- Born: 17 August 1979 (age 46) Gosport, Hampshire, England
- Other name: Marcus Patrick
- Education: Bembridge, Isle of Wight, England
- Years active: 2000–present
- Partner: Georgia Martin
- Children: 2

= Marcus Patric =

English actor (born 1979)

Marcus Patrick (born on 17 August 1979) is an English actor.

==Career==
Best known for the role of Ben Davies in the Channel 4 soap opera Hollyoaks, he then starred in its spin-offs Hollyoaks: Let Loose and Hollyoaks: In the City. He won the role after entering the televised open-audition Hollyoaks: On The Pull.

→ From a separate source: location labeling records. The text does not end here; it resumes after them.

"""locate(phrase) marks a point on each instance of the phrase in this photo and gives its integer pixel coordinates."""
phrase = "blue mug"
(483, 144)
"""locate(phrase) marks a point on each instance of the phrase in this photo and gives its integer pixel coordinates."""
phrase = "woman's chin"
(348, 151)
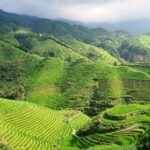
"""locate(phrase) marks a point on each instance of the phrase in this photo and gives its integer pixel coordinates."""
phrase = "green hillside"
(122, 127)
(28, 126)
(65, 86)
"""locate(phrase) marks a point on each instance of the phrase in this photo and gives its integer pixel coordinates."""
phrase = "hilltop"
(80, 84)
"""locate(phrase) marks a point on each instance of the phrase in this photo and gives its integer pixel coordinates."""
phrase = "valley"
(70, 87)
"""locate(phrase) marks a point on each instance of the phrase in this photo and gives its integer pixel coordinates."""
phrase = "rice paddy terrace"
(118, 128)
(25, 126)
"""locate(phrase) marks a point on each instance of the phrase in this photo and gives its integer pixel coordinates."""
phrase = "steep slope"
(118, 128)
(28, 126)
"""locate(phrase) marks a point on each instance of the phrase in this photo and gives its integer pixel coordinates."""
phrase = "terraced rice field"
(25, 126)
(115, 129)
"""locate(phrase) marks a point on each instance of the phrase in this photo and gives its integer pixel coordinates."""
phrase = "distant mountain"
(134, 26)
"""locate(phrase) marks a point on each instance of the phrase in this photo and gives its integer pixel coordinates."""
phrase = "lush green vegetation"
(114, 129)
(53, 73)
(28, 126)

After leaving Hollyoaks in 2006, Patrick has appeared twice on BBC1 lunchtime drama Doctors, and in 2008 he landed a major role in ITV1 drama Echo Beach and its spin-off show Moving Wallpaper.

===Gameshows===
Marcus has also appeared as a competitor on The Weakest Link, Soapstar Superchef, Strictly Ice Dancing and Celebrity MasterChef. He also won Total Wipeout and 71 Degrees North.

==Personal life==
Patrick's father died when he was seven years of age. Patrick lives with his partner, Georgia Martin, an air hostess, and their son, Ethan (who was born on the anniversary of Patrick's father's death). Marcus is currently an opening batsman for Verwood Cricket Club 3rd XI in the Dorset Cricket League.

==Filmography==

| Year | Title | Role | Notes |
| 2000–2005 | Hollyoaks | Ben Davies |  |
| 2001 | Hollyoaks: Indecent Behaviour |  |
| 2005 | Hollyoaks: Let Loose |  |
| 2006 | Hollyoaks: In the City |  |
| 2007 | Doctors | Robert Penrose | Episode: "To Have and to Hold |
| 2008 | Echo Beach | Ian Brenton | 11 episodes; credited as Marcus Patrick |
| 2011 | We Need To Talk About Keiran | Ed |  |
| 2012 | Doctors | Joel Morrissey |  |
| Crime Stories | Jeremy West | Credited as Marcus Patrick |

==Theatre==
- 2011, 2012 Wildboyz
- 2012 Billy Liar
- 2015 Snow White
- 2016 Jack and the beanstalk, Kings Theatre Portsmouth.